Younger workers more likely to leave, but can be enticed to return
Generation-Y workers are harder to retain, according to a personal development expert, but if you treat them well when they're with you then they're likely to return - with an arsenal of new skills.
Multigenerational understanding is key to retaining staffAccording to Macdonald, understanding what makes Generation Y and other age groups in the workplace tick is key to creating a multigenerational workplace that is successful, and to retaining quality staff.
Identifying the varying needs of each generation is an essential component in creating "an organisation that attracts people to do their very best", she says.

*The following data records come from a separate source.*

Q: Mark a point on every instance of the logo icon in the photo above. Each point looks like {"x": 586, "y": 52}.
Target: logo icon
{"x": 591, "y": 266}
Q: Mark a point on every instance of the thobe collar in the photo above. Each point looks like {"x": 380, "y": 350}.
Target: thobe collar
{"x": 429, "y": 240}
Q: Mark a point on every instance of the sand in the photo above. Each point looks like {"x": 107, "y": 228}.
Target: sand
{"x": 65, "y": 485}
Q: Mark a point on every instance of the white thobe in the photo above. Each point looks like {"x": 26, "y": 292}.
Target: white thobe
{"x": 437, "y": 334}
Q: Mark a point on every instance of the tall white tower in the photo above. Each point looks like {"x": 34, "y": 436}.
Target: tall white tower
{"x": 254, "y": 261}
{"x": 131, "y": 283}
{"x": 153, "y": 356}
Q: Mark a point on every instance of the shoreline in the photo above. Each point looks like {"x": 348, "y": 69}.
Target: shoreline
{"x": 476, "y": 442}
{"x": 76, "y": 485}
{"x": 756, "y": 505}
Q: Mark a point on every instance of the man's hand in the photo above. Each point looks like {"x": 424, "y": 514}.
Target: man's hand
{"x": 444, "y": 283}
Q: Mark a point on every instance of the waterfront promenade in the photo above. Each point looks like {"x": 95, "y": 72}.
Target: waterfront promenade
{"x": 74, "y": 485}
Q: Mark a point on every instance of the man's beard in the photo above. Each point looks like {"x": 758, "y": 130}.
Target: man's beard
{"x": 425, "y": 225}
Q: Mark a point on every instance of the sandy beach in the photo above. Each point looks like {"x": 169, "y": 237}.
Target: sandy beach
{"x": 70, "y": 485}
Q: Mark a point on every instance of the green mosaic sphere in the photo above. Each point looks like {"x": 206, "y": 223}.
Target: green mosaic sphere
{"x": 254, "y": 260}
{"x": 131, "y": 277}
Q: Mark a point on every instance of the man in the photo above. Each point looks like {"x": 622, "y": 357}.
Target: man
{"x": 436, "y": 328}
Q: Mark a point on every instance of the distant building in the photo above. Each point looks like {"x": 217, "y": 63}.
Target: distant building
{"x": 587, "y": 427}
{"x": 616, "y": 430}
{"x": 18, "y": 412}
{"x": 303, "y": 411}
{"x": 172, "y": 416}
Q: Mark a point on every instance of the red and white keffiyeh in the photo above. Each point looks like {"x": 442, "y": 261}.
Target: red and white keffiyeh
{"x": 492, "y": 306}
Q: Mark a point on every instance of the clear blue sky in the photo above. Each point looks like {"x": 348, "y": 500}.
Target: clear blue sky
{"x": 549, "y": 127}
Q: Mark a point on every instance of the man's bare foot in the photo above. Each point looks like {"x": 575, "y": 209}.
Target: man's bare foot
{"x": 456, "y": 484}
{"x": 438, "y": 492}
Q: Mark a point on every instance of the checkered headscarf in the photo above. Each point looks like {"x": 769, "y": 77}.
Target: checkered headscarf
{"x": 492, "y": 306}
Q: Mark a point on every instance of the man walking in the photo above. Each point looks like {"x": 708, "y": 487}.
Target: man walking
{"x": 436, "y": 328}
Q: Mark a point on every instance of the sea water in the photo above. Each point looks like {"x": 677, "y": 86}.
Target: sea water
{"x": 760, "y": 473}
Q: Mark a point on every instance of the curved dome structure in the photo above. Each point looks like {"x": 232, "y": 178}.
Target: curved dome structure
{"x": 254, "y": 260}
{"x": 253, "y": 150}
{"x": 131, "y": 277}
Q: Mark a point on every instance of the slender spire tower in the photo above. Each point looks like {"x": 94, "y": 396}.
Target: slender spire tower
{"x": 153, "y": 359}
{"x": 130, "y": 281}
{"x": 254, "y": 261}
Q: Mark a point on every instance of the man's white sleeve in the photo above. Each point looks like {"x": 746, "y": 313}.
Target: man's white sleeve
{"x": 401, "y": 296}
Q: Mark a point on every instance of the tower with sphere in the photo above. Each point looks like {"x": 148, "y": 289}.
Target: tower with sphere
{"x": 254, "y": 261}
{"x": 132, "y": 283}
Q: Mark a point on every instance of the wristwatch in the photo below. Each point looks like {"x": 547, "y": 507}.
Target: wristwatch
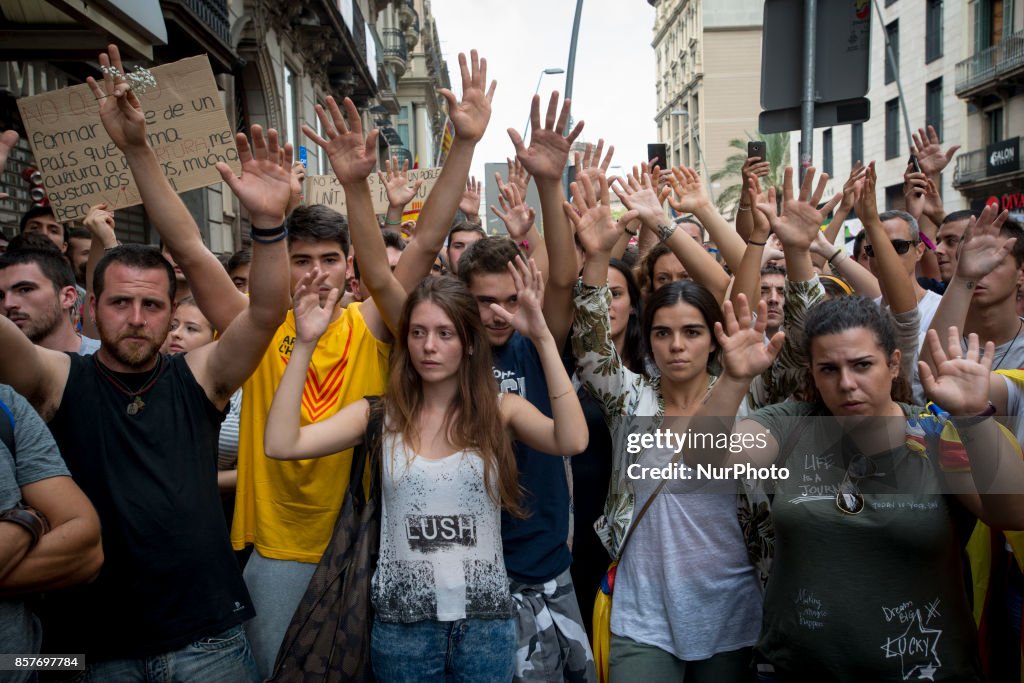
{"x": 970, "y": 421}
{"x": 31, "y": 519}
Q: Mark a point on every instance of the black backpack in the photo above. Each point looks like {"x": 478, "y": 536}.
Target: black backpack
{"x": 7, "y": 428}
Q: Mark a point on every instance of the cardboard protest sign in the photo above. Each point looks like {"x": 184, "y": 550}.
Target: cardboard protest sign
{"x": 327, "y": 190}
{"x": 184, "y": 122}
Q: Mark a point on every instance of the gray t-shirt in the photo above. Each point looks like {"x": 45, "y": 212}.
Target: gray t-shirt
{"x": 684, "y": 583}
{"x": 37, "y": 459}
{"x": 440, "y": 553}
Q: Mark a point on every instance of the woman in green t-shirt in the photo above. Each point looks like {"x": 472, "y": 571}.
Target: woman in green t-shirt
{"x": 866, "y": 582}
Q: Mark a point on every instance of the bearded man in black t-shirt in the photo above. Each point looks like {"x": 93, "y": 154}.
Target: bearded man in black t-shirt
{"x": 138, "y": 430}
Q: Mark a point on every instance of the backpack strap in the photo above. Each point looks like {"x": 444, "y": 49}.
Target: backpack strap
{"x": 370, "y": 451}
{"x": 7, "y": 428}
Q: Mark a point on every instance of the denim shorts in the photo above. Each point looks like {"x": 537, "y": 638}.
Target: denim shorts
{"x": 224, "y": 657}
{"x": 470, "y": 650}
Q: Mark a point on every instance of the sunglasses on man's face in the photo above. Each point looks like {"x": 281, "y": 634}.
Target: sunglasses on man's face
{"x": 848, "y": 498}
{"x": 901, "y": 247}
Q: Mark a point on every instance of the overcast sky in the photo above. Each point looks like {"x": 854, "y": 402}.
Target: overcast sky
{"x": 613, "y": 87}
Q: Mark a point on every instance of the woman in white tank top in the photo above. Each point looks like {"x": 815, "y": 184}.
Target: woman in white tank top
{"x": 440, "y": 591}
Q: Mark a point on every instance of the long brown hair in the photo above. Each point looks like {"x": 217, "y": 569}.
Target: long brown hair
{"x": 474, "y": 420}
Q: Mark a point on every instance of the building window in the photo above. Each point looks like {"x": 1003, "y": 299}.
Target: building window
{"x": 856, "y": 143}
{"x": 988, "y": 24}
{"x": 933, "y": 30}
{"x": 322, "y": 162}
{"x": 403, "y": 127}
{"x": 291, "y": 108}
{"x": 826, "y": 160}
{"x": 933, "y": 105}
{"x": 892, "y": 34}
{"x": 892, "y": 129}
{"x": 994, "y": 120}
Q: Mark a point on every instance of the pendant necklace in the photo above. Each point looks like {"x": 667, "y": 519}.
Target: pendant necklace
{"x": 136, "y": 403}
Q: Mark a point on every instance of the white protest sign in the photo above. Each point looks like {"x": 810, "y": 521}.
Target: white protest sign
{"x": 327, "y": 190}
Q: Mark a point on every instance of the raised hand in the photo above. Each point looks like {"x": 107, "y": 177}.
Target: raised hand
{"x": 982, "y": 248}
{"x": 761, "y": 225}
{"x": 591, "y": 164}
{"x": 516, "y": 214}
{"x": 549, "y": 150}
{"x": 685, "y": 191}
{"x": 518, "y": 176}
{"x": 914, "y": 186}
{"x": 850, "y": 186}
{"x": 470, "y": 116}
{"x": 929, "y": 152}
{"x": 352, "y": 157}
{"x": 639, "y": 195}
{"x": 265, "y": 186}
{"x": 8, "y": 139}
{"x": 528, "y": 318}
{"x": 961, "y": 387}
{"x": 99, "y": 221}
{"x": 800, "y": 221}
{"x": 591, "y": 216}
{"x": 741, "y": 339}
{"x": 470, "y": 202}
{"x": 867, "y": 208}
{"x": 395, "y": 182}
{"x": 312, "y": 316}
{"x": 120, "y": 110}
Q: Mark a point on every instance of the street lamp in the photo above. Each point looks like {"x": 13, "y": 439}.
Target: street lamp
{"x": 700, "y": 158}
{"x": 546, "y": 72}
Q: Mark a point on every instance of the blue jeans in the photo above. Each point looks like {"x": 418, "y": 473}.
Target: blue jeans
{"x": 470, "y": 650}
{"x": 224, "y": 657}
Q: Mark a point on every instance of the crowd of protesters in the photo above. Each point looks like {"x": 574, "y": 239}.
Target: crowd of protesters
{"x": 186, "y": 443}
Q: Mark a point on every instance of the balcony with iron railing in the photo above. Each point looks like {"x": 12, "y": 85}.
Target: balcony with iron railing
{"x": 991, "y": 67}
{"x": 212, "y": 14}
{"x": 395, "y": 50}
{"x": 970, "y": 167}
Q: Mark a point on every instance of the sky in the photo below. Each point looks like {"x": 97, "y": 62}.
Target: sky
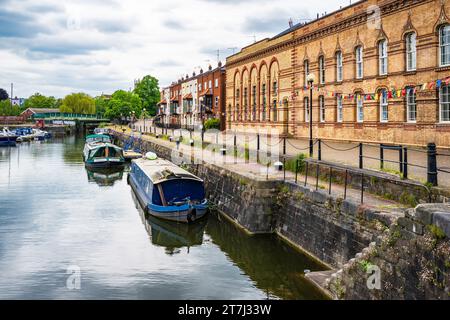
{"x": 57, "y": 47}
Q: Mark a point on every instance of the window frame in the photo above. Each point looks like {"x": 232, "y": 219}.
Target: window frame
{"x": 411, "y": 51}
{"x": 441, "y": 103}
{"x": 409, "y": 105}
{"x": 382, "y": 57}
{"x": 339, "y": 109}
{"x": 359, "y": 61}
{"x": 442, "y": 46}
{"x": 339, "y": 67}
{"x": 384, "y": 97}
{"x": 322, "y": 110}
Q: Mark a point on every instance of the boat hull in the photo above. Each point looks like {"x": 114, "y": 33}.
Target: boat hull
{"x": 186, "y": 213}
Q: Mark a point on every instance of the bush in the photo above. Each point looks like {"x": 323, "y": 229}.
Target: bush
{"x": 291, "y": 163}
{"x": 212, "y": 124}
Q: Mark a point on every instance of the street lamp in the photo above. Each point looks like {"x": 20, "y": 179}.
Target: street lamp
{"x": 143, "y": 113}
{"x": 310, "y": 79}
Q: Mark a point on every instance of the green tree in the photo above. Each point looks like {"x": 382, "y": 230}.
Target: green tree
{"x": 3, "y": 94}
{"x": 37, "y": 100}
{"x": 148, "y": 90}
{"x": 122, "y": 103}
{"x": 78, "y": 103}
{"x": 7, "y": 110}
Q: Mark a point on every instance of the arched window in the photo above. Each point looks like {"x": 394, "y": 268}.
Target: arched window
{"x": 444, "y": 45}
{"x": 411, "y": 107}
{"x": 411, "y": 51}
{"x": 321, "y": 70}
{"x": 322, "y": 108}
{"x": 444, "y": 103}
{"x": 359, "y": 107}
{"x": 306, "y": 105}
{"x": 359, "y": 62}
{"x": 275, "y": 111}
{"x": 382, "y": 57}
{"x": 384, "y": 115}
{"x": 339, "y": 66}
{"x": 339, "y": 108}
{"x": 264, "y": 102}
{"x": 306, "y": 70}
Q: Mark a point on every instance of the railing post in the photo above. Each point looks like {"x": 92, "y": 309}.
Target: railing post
{"x": 360, "y": 156}
{"x": 431, "y": 164}
{"x": 319, "y": 151}
{"x": 381, "y": 157}
{"x": 405, "y": 163}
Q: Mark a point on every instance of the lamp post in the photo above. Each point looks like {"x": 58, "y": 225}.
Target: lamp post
{"x": 310, "y": 79}
{"x": 143, "y": 114}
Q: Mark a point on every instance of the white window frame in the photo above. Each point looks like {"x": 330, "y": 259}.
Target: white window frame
{"x": 339, "y": 107}
{"x": 382, "y": 57}
{"x": 359, "y": 62}
{"x": 384, "y": 106}
{"x": 444, "y": 102}
{"x": 411, "y": 102}
{"x": 339, "y": 67}
{"x": 306, "y": 70}
{"x": 411, "y": 51}
{"x": 322, "y": 70}
{"x": 306, "y": 105}
{"x": 322, "y": 108}
{"x": 359, "y": 108}
{"x": 444, "y": 46}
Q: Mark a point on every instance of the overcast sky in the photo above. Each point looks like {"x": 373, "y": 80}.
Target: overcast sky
{"x": 57, "y": 47}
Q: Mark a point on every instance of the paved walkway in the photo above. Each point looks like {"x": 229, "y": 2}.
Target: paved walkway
{"x": 258, "y": 171}
{"x": 335, "y": 151}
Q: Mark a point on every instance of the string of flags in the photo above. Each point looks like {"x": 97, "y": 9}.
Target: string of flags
{"x": 386, "y": 94}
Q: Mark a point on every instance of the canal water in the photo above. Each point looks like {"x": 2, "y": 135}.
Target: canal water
{"x": 66, "y": 233}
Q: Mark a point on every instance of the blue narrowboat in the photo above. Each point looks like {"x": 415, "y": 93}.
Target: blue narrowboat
{"x": 167, "y": 191}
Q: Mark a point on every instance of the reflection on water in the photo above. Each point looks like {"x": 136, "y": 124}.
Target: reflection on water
{"x": 54, "y": 214}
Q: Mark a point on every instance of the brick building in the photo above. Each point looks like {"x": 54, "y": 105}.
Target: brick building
{"x": 381, "y": 72}
{"x": 195, "y": 99}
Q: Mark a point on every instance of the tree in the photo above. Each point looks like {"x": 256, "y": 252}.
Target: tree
{"x": 122, "y": 104}
{"x": 148, "y": 90}
{"x": 37, "y": 100}
{"x": 3, "y": 94}
{"x": 80, "y": 103}
{"x": 7, "y": 110}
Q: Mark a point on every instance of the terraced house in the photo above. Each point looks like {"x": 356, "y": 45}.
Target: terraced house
{"x": 192, "y": 100}
{"x": 381, "y": 73}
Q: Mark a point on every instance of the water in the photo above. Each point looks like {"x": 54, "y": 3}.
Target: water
{"x": 63, "y": 228}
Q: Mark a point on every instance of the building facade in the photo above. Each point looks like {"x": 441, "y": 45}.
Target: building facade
{"x": 195, "y": 99}
{"x": 381, "y": 72}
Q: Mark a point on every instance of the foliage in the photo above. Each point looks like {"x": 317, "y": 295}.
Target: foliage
{"x": 291, "y": 163}
{"x": 78, "y": 103}
{"x": 39, "y": 101}
{"x": 212, "y": 124}
{"x": 122, "y": 103}
{"x": 7, "y": 110}
{"x": 148, "y": 91}
{"x": 3, "y": 94}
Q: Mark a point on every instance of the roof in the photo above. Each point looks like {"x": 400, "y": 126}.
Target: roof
{"x": 41, "y": 110}
{"x": 161, "y": 170}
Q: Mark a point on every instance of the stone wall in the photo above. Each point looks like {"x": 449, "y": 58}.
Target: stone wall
{"x": 413, "y": 258}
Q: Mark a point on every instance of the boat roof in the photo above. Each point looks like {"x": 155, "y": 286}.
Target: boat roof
{"x": 103, "y": 136}
{"x": 161, "y": 170}
{"x": 99, "y": 144}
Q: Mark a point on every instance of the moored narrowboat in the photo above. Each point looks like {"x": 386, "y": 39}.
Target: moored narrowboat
{"x": 167, "y": 191}
{"x": 99, "y": 152}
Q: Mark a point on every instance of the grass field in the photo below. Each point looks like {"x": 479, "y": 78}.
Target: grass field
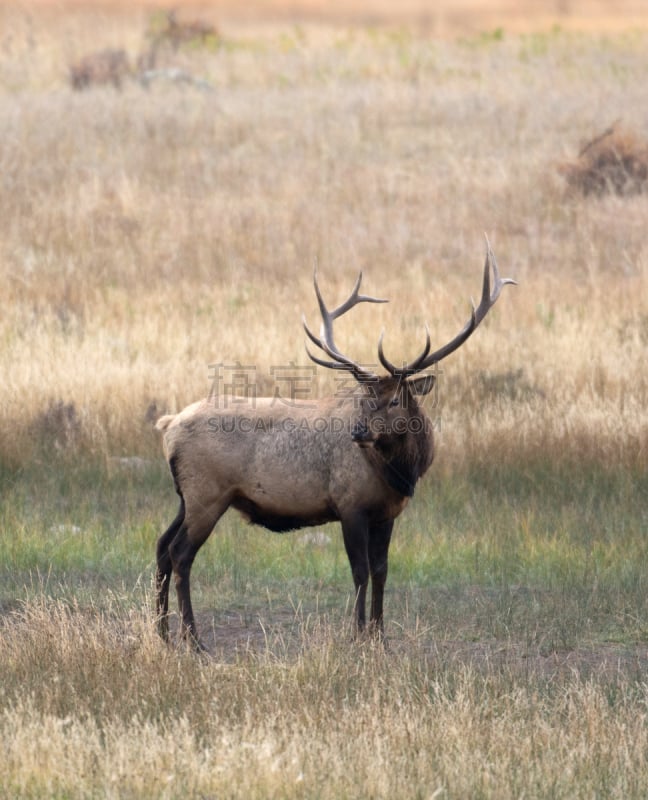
{"x": 148, "y": 233}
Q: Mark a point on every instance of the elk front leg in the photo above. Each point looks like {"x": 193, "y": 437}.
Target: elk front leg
{"x": 379, "y": 539}
{"x": 355, "y": 531}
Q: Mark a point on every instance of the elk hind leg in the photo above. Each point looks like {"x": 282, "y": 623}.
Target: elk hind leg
{"x": 191, "y": 536}
{"x": 163, "y": 572}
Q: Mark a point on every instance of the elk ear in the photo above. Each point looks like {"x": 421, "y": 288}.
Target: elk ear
{"x": 422, "y": 385}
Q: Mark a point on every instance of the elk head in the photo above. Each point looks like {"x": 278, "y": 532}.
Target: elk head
{"x": 387, "y": 406}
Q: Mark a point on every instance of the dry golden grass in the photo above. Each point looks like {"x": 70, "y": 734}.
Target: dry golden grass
{"x": 97, "y": 706}
{"x": 148, "y": 234}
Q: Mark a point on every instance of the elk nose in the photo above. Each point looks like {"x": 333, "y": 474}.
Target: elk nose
{"x": 359, "y": 432}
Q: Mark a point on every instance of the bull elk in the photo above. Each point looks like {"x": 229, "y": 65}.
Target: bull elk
{"x": 355, "y": 459}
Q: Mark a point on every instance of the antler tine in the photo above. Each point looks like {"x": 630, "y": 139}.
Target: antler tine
{"x": 326, "y": 341}
{"x": 488, "y": 300}
{"x": 406, "y": 369}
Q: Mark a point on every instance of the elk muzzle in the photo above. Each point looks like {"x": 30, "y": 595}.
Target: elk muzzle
{"x": 361, "y": 434}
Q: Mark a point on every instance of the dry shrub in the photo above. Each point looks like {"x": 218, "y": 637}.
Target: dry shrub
{"x": 615, "y": 161}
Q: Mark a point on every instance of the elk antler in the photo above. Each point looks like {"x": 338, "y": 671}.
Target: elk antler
{"x": 325, "y": 341}
{"x": 488, "y": 300}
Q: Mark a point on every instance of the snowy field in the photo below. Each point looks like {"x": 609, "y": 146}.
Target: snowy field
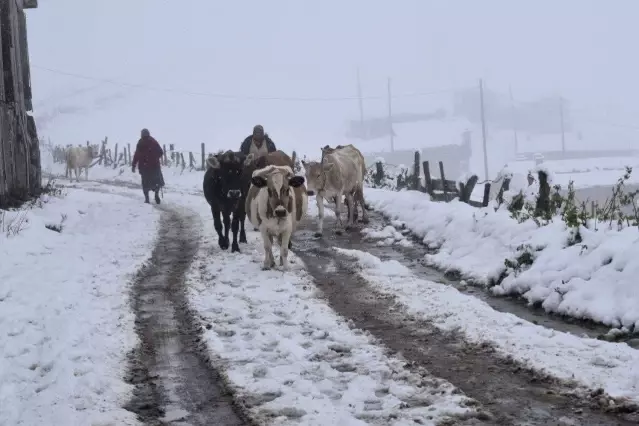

While the gap between the generations is "not that big a deal", she says, each generation seems to engage in the workplace and respond to recognition in slightly different ways.
The way you "lead forward a group of Baby Boomers is going to be ever so slightly different to the way you lead forward a group from Generation Y", she points out.
Baby Boomers respond to milestones, and are often satisfied with the recognition they receive in annual performance reviews, while Generation-Y workers, on the other hand, are far more dependent on regular praise before they can feel engaged in the workplace.
It may also be necessary to tactfully temper the enthusiasm or impatience of these younger workers, Macdonald says.
"As managers of those people we need to help them to understand that all their ideas are great - but just not all at once."
Macdonald notes that ultimately all generations want the same thing out of work, and it isn't money.
"One of the biggest motivators is the sense of being part of the group and that 'what I'm doing is making a difference'," she says.